If $B(\xi^-)$ has two horizontal asymptotes, say $B\sim  \a_\pm +
\b_\pm /(\xi^-)^{s_1}\ (s_1>0)$, then one finds
$$
e^\vphi \sim {a_\pm (\xi^+) \over (\xi^-)^{s_1+1}} \, ,
             \qquad \hbox{\rm when~} \xi^-\to \pm \infty \, ,   \eqno(10a)
$$
where $a_\pm$ are two different functions characterized by the
behaviour of $B(\xi^-)$ at $\xi^-\sim\pm\infty$.
The case when $B(\xi^-)$ has only one horizontal asymptote, say when
$\xi^-\to -\infty$,  while  for $\xi^-\to\ +\infty$ it behaves like
$ (\xi^-)^{s_2}, s_2>0$, leads to
$$
e^\vphi \sim \cases{
b_+/(\xi^-)^{s_2+1} \, ,\quad &\hbox{$\xi^-\to +\infty \, ,$}\cr
b_-/(\xi^-)^{s_1+1} \, ,      &\hbox{$\xi^-\to -\infty \, .$}\cr}
                                                                \eqno(10b)
$$

Thus we see that both cases satisfy the finite energy requirement. To
simplify further exposition we shall consider the case $s_1=s_2=1$, having
in mind that the other cases can be treated in a completly analogous manner.
This leads us to adopt the following asymptotic behaviour for the field
$\varphi$:
$$
\varphi \sim -2\ln\vert\xi^{-}\vert + C_{\pm} + \cO_1 \, ,
        \qquad \xi^-\to \pm\infty \, ,                          \eqno(11)
$$
where $C_{\pm}=C_{\pm}(\xi^{+})$ are two generally different functions,
independent of $\xi^-$, and $\cO_n$ denotes a term that decreases as
$(\xi^-)^{-n}$ or faster when $\xi^-\to\infty$.
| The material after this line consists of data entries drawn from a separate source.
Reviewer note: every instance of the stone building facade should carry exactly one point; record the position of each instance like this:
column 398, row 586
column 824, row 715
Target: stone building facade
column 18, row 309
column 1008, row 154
To define the asymptotic behaviour of the momentum variable we shall
use the fact that one can demand an arbitrarily fast decrease for those
expressions that vanish on shell, as no solution of the equations of
motion is thereby lost. In accordance with this we define
$$
\pi \sim -{2\over{\xi^{-}}} + \cO_2 \, ,                        \eqno(12)
$$
which ensures the $\cO_2$ behaviour of the constraint $\phi$. It is
now easy to verify that both the Hamiltonian $ H'$ and the constraint
$ \phi_0 $ are well defined, finite quantities.
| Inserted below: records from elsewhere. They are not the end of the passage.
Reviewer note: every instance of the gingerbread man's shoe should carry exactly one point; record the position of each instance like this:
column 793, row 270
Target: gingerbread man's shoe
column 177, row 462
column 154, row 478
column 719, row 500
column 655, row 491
Let us now check if $\phi_0$ and $ H' $ have well defined functional
derivatives.
A functional $G[q,p]$ has well defined functional derivatives if its
variation can be written as
$$
\d G = \int dx\ [A(x)\d q(x) + B(x)\d p(x) ] \, ,
$$
where $\d q_{,\a}$ and $\d p_{,\a} $ are absent [9].
In general, when the adopted asymptotics does not make surface terms
disappear, this requirement may not be satisfied. For example,
$$
\d\phi_0 = \int d\xi^{-}(\d\pi - \partial_{-}\d\vphi)
         = \int d\xi^{-}\d\pi - \d(C_{+} - C_{-}) \, .
$$
Obviously, $ \phi_0 $ is not a differentiable functional but it can be
improved by adding a suitable surface term. The quantity
$$
\tilde\phi_0 \equiv \phi_0 + C_{+}-C_{-}                          \eqno(13)
$$
has well defined functional derivatives,
$$
{\d\tilde\phi_0 \over \d\varphi(x)} = 0 \, ,\qquad
   {\d\tilde\phi_0 \over \d\pi(x)}  = 1  \, .                      \eqno(14)
$$
Note that its action on local quantities coincides with that of $\phi_0$.
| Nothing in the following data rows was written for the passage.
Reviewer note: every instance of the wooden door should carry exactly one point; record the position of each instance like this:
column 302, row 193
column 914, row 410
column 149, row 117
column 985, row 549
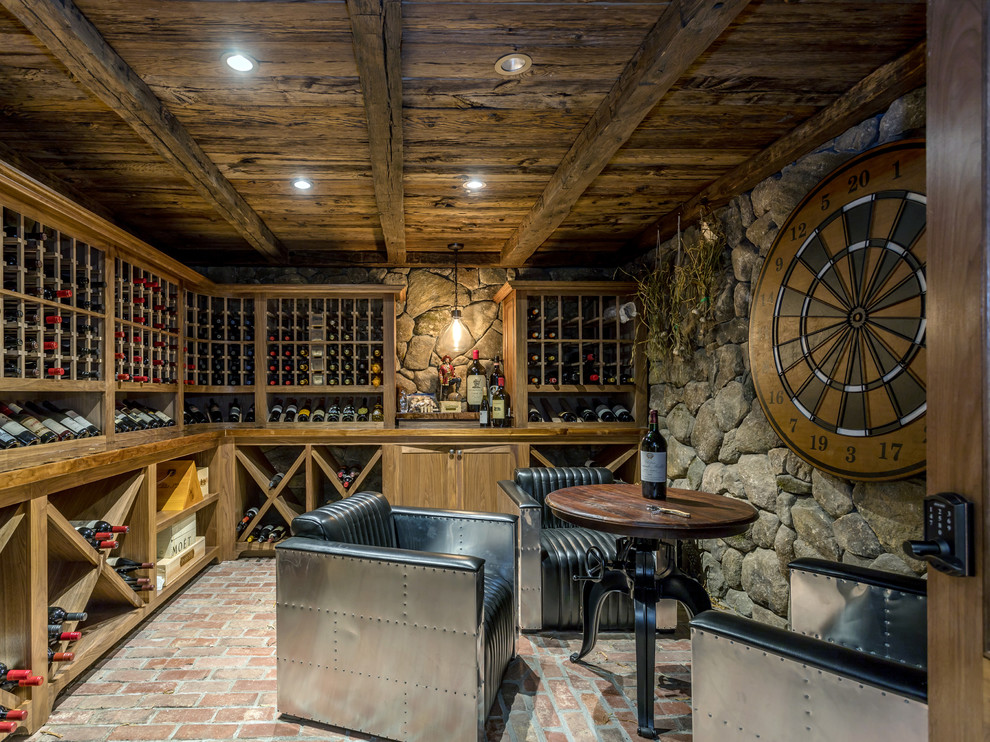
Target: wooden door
column 479, row 469
column 420, row 476
column 959, row 672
The variation of the Hamiltonian $H'$ has a similar structure:
$$
\d H' = \int dx\,\left\{\left[{\mu^2\over 2}e^{\varphi(x)}
        + \int dy g(x,y)\phi(y)\right]\d\vphi(x)
        + \hat u(x)\d\pi(x) \right\}
        + \hat u_-\d (C_{+} + C_{-})\, .                        \eqno(15)
$$

We see that $H'$ is not differentiable either, but, as opposed to the
case of $\phi_0$, there is no suitable surface term to improve its
differentiability, since $\hat u_-\d (C_+ + C_-)$ can not be put into
the form $\d$(something). Consequently, we are forced to further
specify the asymptotic behaviour of the field $\varphi $ in order to
get rid of the troublesome term. The appropriate restriction of (11) is
given by
$$
C_{+} + C_{-} = 2v(\xi^{+}) \, ,                                \eqno(16)
$$
where $ v(\xi^{+}) $ is an {\it arbitrarily fixed function} of time, so
that $\d(C_++C_-)=0$. Using this condition we easily find:
$$
{\d H'\over\d\varphi(x)} = {\mu^2\over 2}e^{\varphi(x)}
    + \int dy\ g(x,y)\phi(y) \, , \qquad
{\d H'\over\d\pi(x)} = \hat u(x) \, .                           \eqno(17)
$$

Before we definitely adopt the new asymptotics we should check if any
important physical solution is thereby lost. The consistency requirement
on the restriction (16),
$$\eqalign{
\partial_{+}v &= {\fr 1 2}\partial_+ (C_+ + C_- ) \cr
              &={\fr 1 2}[(\partial_{+}\varphi)_{\infty}
                + (\partial_{+}\varphi)_{-\infty}] = u_{0}\, ,} \eqno(18)
$$
shows that $v$ is the arbitrary multiplier and, consequently, it does not
constrain the theory any further. The simpler choice $v=const.$
would obviously be too restrictive, and would completely destroy the gauge
symmetry of the theory.

The asymptotic behaviour of the basic dynamical variables, defined by
(11), (12) and (16), ensures the finiteness and differentiability of the
improved total Hamiltonian
$$
\tilde H_T \equiv H' + u_{0}\tilde\phi_{0} \, .                  \eqno(19)
$$
It has now well defined Poisson brackets with other well defined, nonlocal
quantities.

We now wish to make a few interesting observations.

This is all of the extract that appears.